Porsche’s fetch simply opened with “I don’t remember you,” and a suspicious, accusatory glare. Pollock found her to be cold, cruel, and self-indulgent. She kept herself to light banter. Polly managed to play it off by convincing the fetch that it was a big concert, and between access to a car and willingness to pay for everything, she lulled the fetch into thinking her a nice new friend. The fetch was a terror all evening, insulting people at the all-ages club they went to, bad-mouthing her family and friends, school, and in general being unpleasant but not inhuman. Polly was happy to drop her off at her house, secure in the knowledge that they were in no immediate danger from the thing.


Shade had a mouthful of ice cream when Jerry came into the apartment. He’d met Jerry before, and found him distasteful. A yellow tank top and shorts with a fedora and douchebag stubble marked him as part of the hopelessly trendy lowlifes of the city. His barely visible chin flip was the only greeting he ever gave to anyone. And Shade’s attempt at introducing him to Porsche fared no better, producing the same idle disinterest he had in everything and everyone who wasn’t constantly praising him.

“So where’s my girl?”

“I’m not sure.”

“Nice of her to let you hang out in my place and eat my ice cream.” He wandered into the bedroom and closed the door.
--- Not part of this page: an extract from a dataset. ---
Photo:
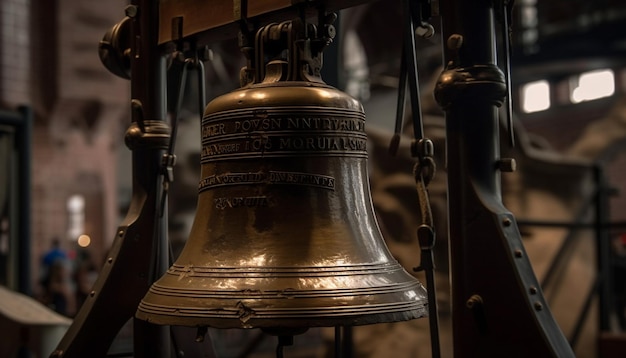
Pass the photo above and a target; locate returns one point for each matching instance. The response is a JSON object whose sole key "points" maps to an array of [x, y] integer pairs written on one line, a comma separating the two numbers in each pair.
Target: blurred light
{"points": [[592, 85], [84, 240], [536, 96]]}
Shade and Porsche looked at each other. “That’s her flavor of the month. And I mean that. I give it another three weeks at the most. She’ll be on to the next guy soon enough.”

“Oh, god.” Porsche yawned wide, then looked around. “I’m getting sleepy, where are we supposed to sleep here?”

“On the couch, I guess.”

“Ew. I’ve never had to couch surf before.”

“Sorry.” Shade’s tone really made no apology at all. He’d been living in what was effectively a halfway house for a year, and that after he’d been a graduate student in psychology, with a life ahead of him. And then the Emperor of the Alabaster Palace came and took that away and made him a librarian in the massive, dark place that had become his home for a year and a day. His contract, he was told, was for a year and a day. And that was both true and misleading. He’d been gone from earth for four years when he came back. But that’s the trouble with faeries. Although his deal had been for a year and a day of service, he’d made no provision for a return trip home, and so he’d been cast out of the library and into the bright, uncomfortable and alien world of Arcadia with no way home.

Until he’d met others like him. Others who remembered being human once, until this accursed place had stolen that from them. Others who had even been happy with their lives here, in a sense, until they had been thrown out, abandoned, forgotten, but not given a chance to get home.

They’d all seen it; a sign in the center of the realms of the Emperor and Empress. Amidst the boards listing cities and towns, this forest and those mountains, was a single humble board that said “Earth (don’t bother)”. Word circulated among the folk of their lands that the journey back to earth was beyond harrowing, that those who tried were doomed almost before they started. But facing a land that no longer wanted or needed them, they’d had nothing else to live for.
Reflecting on this, Shade was jolted back to reality when Porsche raised her voice. “Are you even listening to me?”

“Sorry, I was lost in a moment, there.”

“Whatever.” She turned her back on him, returning to the television and the pint of ice cream she’d been enjoying before Jerry came in.

Hours later, when Polly returned, she related to them the tale of her socialization with Porsche’s doppelganger. When she was done, she ended on “We’ll just have to see what tomorrow brings.”